Terrors of the Black Museum, performed by Dan McKee, Ben Smith and Laurence Tuck, is a comedy, not the horror that some audience members seemed to have been expecting. If you’ve ever seen one of those 1970s Hammer films with a group of individuals recounting the story of how they have arrived in a place which subsequently turns out to be hell, then you’ll recognise the scenario. Clearly inspired by Lovecraft, with dark nameless indescribable horrors and departments of Cryptozoology and even a book which is a catalogue of books that have not yet been written, this is and enjoyable experience that would benefit from being shortened and tightened up.

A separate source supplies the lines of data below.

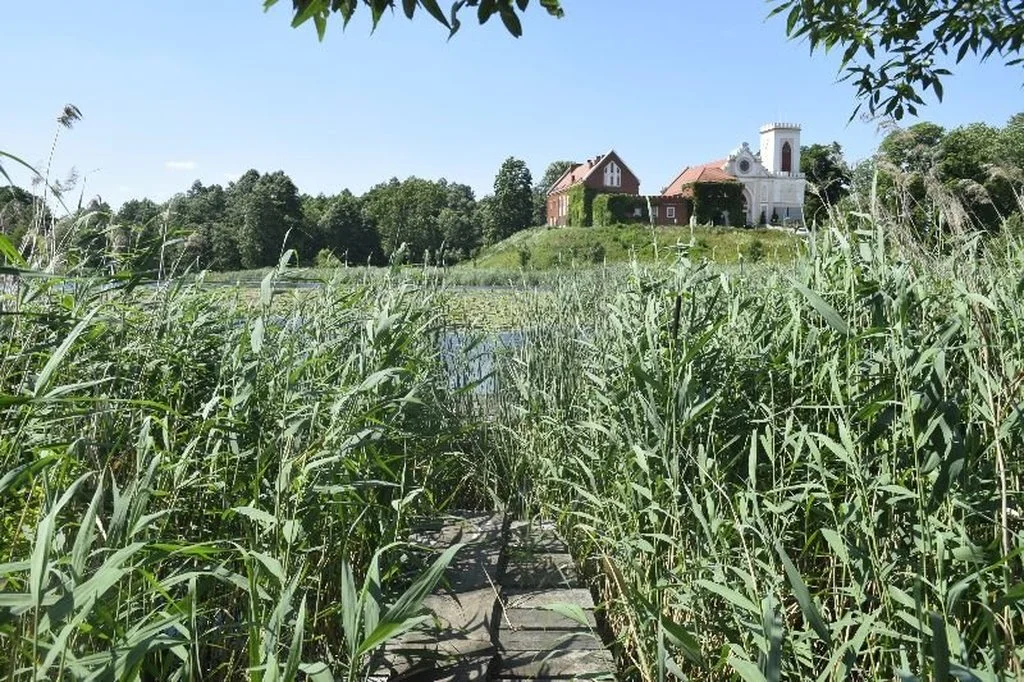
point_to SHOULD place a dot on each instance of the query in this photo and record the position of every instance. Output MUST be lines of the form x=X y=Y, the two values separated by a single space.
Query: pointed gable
x=581 y=173
x=710 y=172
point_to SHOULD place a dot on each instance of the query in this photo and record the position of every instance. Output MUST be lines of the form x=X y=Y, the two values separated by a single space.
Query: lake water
x=471 y=356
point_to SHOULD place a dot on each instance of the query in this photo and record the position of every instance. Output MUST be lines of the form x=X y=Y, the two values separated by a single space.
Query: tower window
x=612 y=175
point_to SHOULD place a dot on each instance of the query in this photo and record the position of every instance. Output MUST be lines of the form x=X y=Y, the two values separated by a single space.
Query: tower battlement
x=768 y=127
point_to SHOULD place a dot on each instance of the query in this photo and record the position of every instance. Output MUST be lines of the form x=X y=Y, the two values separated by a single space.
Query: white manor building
x=773 y=185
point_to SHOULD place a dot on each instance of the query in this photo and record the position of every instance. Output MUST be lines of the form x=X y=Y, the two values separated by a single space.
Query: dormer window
x=612 y=175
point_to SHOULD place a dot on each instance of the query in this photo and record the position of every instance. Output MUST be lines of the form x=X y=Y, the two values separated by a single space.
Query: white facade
x=773 y=185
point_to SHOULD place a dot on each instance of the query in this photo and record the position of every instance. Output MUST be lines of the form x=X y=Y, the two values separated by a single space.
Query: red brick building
x=675 y=206
x=606 y=173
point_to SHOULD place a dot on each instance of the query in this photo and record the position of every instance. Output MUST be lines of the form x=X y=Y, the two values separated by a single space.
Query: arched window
x=612 y=175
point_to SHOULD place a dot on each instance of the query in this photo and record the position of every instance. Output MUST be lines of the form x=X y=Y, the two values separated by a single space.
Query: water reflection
x=470 y=357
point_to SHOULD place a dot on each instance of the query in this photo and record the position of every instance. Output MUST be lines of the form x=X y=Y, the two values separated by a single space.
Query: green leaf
x=256 y=336
x=511 y=20
x=8 y=251
x=39 y=563
x=940 y=647
x=743 y=666
x=573 y=612
x=43 y=380
x=257 y=515
x=825 y=310
x=807 y=605
x=18 y=475
x=435 y=11
x=404 y=613
x=731 y=595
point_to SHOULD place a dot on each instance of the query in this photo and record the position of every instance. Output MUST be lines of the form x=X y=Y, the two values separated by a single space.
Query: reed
x=816 y=476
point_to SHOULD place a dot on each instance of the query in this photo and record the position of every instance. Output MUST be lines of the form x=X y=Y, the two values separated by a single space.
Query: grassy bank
x=817 y=476
x=190 y=476
x=806 y=470
x=544 y=248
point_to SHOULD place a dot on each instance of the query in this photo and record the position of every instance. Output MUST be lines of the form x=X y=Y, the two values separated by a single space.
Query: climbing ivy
x=719 y=203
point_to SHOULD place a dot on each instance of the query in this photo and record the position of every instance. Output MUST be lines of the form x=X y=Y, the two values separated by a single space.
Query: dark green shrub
x=755 y=251
x=524 y=256
x=581 y=206
x=718 y=203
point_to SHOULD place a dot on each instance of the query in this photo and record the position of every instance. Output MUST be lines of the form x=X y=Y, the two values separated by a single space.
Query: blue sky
x=175 y=91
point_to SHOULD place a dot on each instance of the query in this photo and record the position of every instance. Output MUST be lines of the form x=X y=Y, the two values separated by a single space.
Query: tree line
x=250 y=222
x=926 y=177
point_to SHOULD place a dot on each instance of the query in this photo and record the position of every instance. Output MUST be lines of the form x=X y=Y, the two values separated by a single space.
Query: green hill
x=545 y=248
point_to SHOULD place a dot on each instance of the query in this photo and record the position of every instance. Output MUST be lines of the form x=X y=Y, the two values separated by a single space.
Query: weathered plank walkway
x=514 y=608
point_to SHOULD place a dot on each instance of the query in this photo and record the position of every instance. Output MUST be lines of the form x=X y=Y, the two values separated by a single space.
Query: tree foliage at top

Opening Night of the Living Dead
Obstacle Productions
C Cubed

Yet more zombies – a bit of an underlying theme at this year’s Fringe.
An am dram production of Romeo and Juliet is taking place when the Zombie Apocalypse happens. Regrettably, the cast of the show have not seen How to Survive a Zombie Apocalypse [another Fringe show – see review] so they are surely doomed. However, being the true thespians that they are, the show must go on, so whilst backstage (which is what we mostly see) there is zombie mayhem, in the stalls there is a blissfully ignorant audience. The show includes a Scoobie Doo skit – running up and down corridors being followed by zombies, complete with constant swapping of places – which is absolutely hilarious. Opening Night of the Living Dead is a bit of a romp; whilst one or two sections are weak, overall it holds up well and at the end everyone gets to exit stage left pursued by a zombie…


Leganda
Moscow State Circus
Meadows Theatre Big Top

Grigori Rasputin was born in 1869 and died in 1917. Except he didn’t. He has now found a new career as ringmaster for the Moscow State Circus’ latest show, Leganda. The historical(ish) story of Rasputin is referred to throughout the show as a basic framework to hang everything on: to be honest it doesn’t need it – and a cheesy rendition of Boney M’s ‘Rasputin’ is a definite low point – but what the heck. There are several highlights, including a jaw-dropping performance by Anton and Nataliya Popazov. It’s called ‘Crossbow’ and evokes the guest spots of Hans and Helga Moretti on The Paul Daniels Magic Show. At one point, with the crossbow aimed at a spinning target, I realised that if they missed I was pretty much in the line of fire! Another feat involves a stunning cascade effect where one crossbow bolt fires off another and so on until the last one strikes an apple above Anton’s head. Other acts include the Russian Swing, acrobalance, juggling and clowns. Act 1 closes with the Wheel of Death, an apparatus that has quite literally lived up to its name at times. The performances on this are some of the most death-defying I have ever seen, and I don’t know about the performers but my heart was definitely in my mouth. If this was the finale to the whole show the evening would have been perfect; unfortunately, the last act of the night, the Russian Swing, can’t quite live up to it. The whole show, though, is a tour de force.